Cooking up a smoke marker for Fire and Move

16 March 2020

Having failed at our first attempt to create smoke markers for our Fire and Move game, we are going to try again. But this time with cotton wool.

Whether or not the markers work this time round, it will hardly be a financial disaster. Cotton wool costs about 80p for a ton from Tesco's, so we have a lot of material we can play with.

Our aim is to create fire and flame markers for brewed up, burning tanks. We still intend to achieve this by using the original paper clips and pennies as our base.  However this time the plan is  to feed cotton wool through the paper clip to look like smoke and flame and fix it into place with Gorilla superglue.

We then sprayed  the cotton wool with black acrylic paint and then followed up with some grey acrylic paint.

If you want to do this, you will need some paint spray, latex gloves, a cardboard base and an airy space to spray in. We used the neighbour’s garage. 

When we sprayed the cotton wool with the black paint we needed to ensure it was not covering all of the wool in a solid coat. We were looking for a smokey effect. When we were happy with the look of the black paint, let it dry for a few minutes and then added some grey paint - mainly at the top. 

This is to make it look like a bit more like smoke and give a layered effect. Wherever we felt it was too light , we gave it some more black paint. 

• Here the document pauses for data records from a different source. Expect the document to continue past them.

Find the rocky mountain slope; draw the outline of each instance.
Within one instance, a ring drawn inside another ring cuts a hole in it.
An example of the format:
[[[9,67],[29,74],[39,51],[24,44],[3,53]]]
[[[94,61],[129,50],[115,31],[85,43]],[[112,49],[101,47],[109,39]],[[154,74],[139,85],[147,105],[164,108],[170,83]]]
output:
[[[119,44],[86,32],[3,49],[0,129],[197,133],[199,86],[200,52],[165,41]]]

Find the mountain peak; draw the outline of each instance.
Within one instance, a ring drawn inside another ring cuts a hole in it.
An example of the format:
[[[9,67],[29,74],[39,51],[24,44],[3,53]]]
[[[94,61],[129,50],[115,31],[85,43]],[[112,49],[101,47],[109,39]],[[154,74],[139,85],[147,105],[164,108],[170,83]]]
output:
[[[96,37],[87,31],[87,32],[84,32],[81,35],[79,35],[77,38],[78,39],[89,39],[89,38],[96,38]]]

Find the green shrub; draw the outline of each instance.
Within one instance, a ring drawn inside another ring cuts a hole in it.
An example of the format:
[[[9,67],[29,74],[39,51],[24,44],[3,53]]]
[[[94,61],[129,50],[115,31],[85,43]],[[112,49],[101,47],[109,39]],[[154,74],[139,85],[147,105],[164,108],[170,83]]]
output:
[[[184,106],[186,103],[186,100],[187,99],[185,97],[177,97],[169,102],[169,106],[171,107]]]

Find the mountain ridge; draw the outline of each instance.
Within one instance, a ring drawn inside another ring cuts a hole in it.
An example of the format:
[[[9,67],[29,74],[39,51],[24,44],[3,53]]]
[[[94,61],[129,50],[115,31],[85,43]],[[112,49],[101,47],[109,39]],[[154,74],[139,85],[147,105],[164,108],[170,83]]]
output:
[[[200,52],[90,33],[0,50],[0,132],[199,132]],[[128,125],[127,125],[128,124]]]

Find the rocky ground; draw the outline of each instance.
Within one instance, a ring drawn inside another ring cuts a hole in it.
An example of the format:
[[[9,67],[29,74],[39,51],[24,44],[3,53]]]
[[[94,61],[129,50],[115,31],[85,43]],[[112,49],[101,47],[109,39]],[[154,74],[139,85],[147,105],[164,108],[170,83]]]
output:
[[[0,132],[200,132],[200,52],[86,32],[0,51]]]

Here are the smoke markers with the added grey paint. Smoke is not a uniform colour, so you cannot really get it wrong.

Once they had dried for a few hours, The next stage is to try and imitate the flames that are producing the smoke. To do this, we used two largish brushes and some red and yellow acrylic paints.  

We dabbed away.  adding the yellow paint starting at the bottom and brushing upwards and not worrying too much about how it looks at this stage.  


We did the same with the red, dabbing it on as if the yellow wasn’t there so it mixed it up a bit.  This should make it look like the yellow and red are curling around each other and reaching up into the smoke.

I wanted the markers to look energetic, there are lots of reference to the "ammunition cooking off" and exploding.  I hope we have captured that here.


I think these are looking great now and are quite convincing as markers for brewed up, burning and destroyed tanks. So we finally have a solution for homemade and cheap smoke markers, straight from the workbench.